Artikel 2.13 Verplichtingen van de subsidieontvanger
Ten aanzien van de verplichtingen is artikel 1.5 van de Subsidieregeling OPZuid van overeenkomstige toepassing.
§3 Cofinanciering Europese subsidie
In deze paragraaf wordt verstaan onder:
landbouwgroepsvrijstellingsverordening: Verordening (EU) nr. 702/2014 van de Commissie van 25 juni 2014 waarbij bepaalde categorieën steun in de landbouw- en bosbouwsector en in plattelandsgebieden op grond van de artikelen 107 en 108 van het Verdrag betreffende de werking van de Europese Unie met de interne markt verenigbaar worden verklaard, Pb L 193/1 van 1 juli 2014;
visserij- en aquacultuur-de-minimisverordening: Verordening (EU) nr. 717/2014 van de Commissie van 27 juni 2014 betreffende de toepassing van de artikelen 107 en 108 van het Verdrag betreffende de Werking van de Europese Unie op de-minimissteun in de visserij- en aquacultuursector, Pb L 190/45 van 28 juni 2014.
Subsidie kan worden gevraagd door natuurlijke personen of rechtspersonen die Europese subsidie aanvragen of hebben aangevraagd.
Artikel 3.4 Subsidiabele activiteiten
Subsidie kan worden verstrekt voor grensoverschrijdende samenwerkingsprojecten.
Voor het aanwezig zijn van stimulerend effect als bedoeld in de genoemde vrijstellingsverordeningen in het tweede lid, onder a en b, is de datum van indiening van de steunaanvraag in het kader van de Europese subsidieprogramma’s Interreg VA als genoemd in het eerste lid onder a bepalend, onder de voorwaarde dat het totaal aan gevraagde publieke steun bij die aanvragen niet wordt overschreden en onder de voorwaarde dat in de Interreg VA subsidieaanvraag reeds het aan te vragen bedrag aan cofinanciering is vermeld.
Artikel 3.6 Subsidiabele kosten
Gelet op de toepasselijke Europese regelgeving voor het desbetreffende programma wordt voor kostensoorten waarvoor in het desbetreffende Europese programma berekeningswijzen zijn bepaald die afwijken van de Algemene subsidieverordening Noord-Brabant, de berekeningswijze uit het Europese programma gevolgd.
Gedeputeerde Staten stellen het subsidieplafond voor subsidies als bedoeld in artikel 3.4 voor de periode genoemd in artikel 3.7 vast op € 5.000.000.
Het percentage, bedoeld in voorgaande leden, wordt gehanteerd onder het voorbehoud dat het totaal aan overheidsbijdragen die aangemerkt worden als staatssteun aan de subsidieontvanger, niet meer bedraagt dan wegens de gekozen Europese verordening ter rechtvaardiging van de staatssteun is toegestaan.
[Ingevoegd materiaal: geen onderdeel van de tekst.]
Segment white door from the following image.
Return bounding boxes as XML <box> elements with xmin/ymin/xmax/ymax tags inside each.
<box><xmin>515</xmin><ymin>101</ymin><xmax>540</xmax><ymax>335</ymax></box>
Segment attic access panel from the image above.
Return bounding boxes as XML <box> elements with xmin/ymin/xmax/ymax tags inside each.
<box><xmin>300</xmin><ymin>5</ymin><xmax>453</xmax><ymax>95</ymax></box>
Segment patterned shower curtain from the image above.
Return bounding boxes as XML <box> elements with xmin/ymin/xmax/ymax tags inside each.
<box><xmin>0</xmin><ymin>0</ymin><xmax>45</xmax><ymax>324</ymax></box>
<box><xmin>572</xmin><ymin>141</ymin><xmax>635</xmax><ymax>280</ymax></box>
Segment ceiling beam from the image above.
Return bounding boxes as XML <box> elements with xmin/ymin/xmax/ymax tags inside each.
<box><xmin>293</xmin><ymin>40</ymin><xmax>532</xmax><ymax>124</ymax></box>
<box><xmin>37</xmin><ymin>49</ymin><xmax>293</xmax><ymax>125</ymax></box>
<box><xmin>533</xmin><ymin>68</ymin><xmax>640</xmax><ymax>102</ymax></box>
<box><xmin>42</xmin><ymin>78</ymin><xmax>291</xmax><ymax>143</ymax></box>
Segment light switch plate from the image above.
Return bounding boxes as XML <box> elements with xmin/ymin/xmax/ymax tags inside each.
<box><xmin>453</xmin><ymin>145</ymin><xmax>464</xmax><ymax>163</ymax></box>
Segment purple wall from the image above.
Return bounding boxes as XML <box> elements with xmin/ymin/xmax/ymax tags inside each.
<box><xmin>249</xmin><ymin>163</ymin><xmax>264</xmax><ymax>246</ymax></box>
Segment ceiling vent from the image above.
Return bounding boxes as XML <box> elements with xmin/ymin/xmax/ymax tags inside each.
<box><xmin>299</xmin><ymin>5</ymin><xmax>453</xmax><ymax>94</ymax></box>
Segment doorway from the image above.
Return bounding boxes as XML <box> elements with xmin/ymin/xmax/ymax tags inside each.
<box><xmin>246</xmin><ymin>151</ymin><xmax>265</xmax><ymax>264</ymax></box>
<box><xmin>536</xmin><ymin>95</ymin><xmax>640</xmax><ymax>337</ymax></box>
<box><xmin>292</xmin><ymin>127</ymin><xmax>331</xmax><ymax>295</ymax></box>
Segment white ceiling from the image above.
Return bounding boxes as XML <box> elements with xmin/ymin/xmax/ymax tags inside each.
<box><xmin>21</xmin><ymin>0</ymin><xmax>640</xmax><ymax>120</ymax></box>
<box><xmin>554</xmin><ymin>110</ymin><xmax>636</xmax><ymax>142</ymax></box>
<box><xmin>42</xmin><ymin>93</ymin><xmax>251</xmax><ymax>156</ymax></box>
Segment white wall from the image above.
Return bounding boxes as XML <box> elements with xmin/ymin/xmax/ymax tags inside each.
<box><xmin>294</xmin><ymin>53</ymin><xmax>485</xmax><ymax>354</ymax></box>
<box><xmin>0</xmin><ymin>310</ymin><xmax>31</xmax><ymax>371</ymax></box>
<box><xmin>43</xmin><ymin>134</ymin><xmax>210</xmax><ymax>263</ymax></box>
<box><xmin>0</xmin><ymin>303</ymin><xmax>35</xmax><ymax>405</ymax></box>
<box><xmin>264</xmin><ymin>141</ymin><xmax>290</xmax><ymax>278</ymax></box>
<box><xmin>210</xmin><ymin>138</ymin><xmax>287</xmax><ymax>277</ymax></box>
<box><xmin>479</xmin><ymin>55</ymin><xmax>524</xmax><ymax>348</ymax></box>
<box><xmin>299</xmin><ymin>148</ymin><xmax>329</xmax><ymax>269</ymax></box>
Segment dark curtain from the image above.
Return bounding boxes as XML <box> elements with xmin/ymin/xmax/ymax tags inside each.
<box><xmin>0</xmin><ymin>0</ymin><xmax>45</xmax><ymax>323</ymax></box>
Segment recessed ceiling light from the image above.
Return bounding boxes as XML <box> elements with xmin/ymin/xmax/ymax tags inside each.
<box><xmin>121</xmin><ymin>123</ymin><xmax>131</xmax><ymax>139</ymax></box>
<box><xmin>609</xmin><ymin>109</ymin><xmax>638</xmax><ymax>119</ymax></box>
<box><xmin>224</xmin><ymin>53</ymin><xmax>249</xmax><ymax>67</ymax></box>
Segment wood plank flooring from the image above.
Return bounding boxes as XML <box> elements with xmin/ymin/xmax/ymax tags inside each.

Artikel 3.11 verplichtingen subsidieontvanger
Ten aanzien van de verplichtingen voor de subsidieontvanger, zijn de bepalingen uit het Europees programma waarvoor Europese subsidie is gevraagd, van overeenkomstige toepassing.
Subsidie wordt verleend onder de opschortende voorwaarde dat Europese subsidie op grond van het Europese subsidieprogramma daadwerkelijk wordt verstrekt.
Gedeputeerde Staten zenden telkens na twee jaar aan Provinciale Staten een verslag over de doeltreffendheid en de effecten van deze regeling in de praktijk.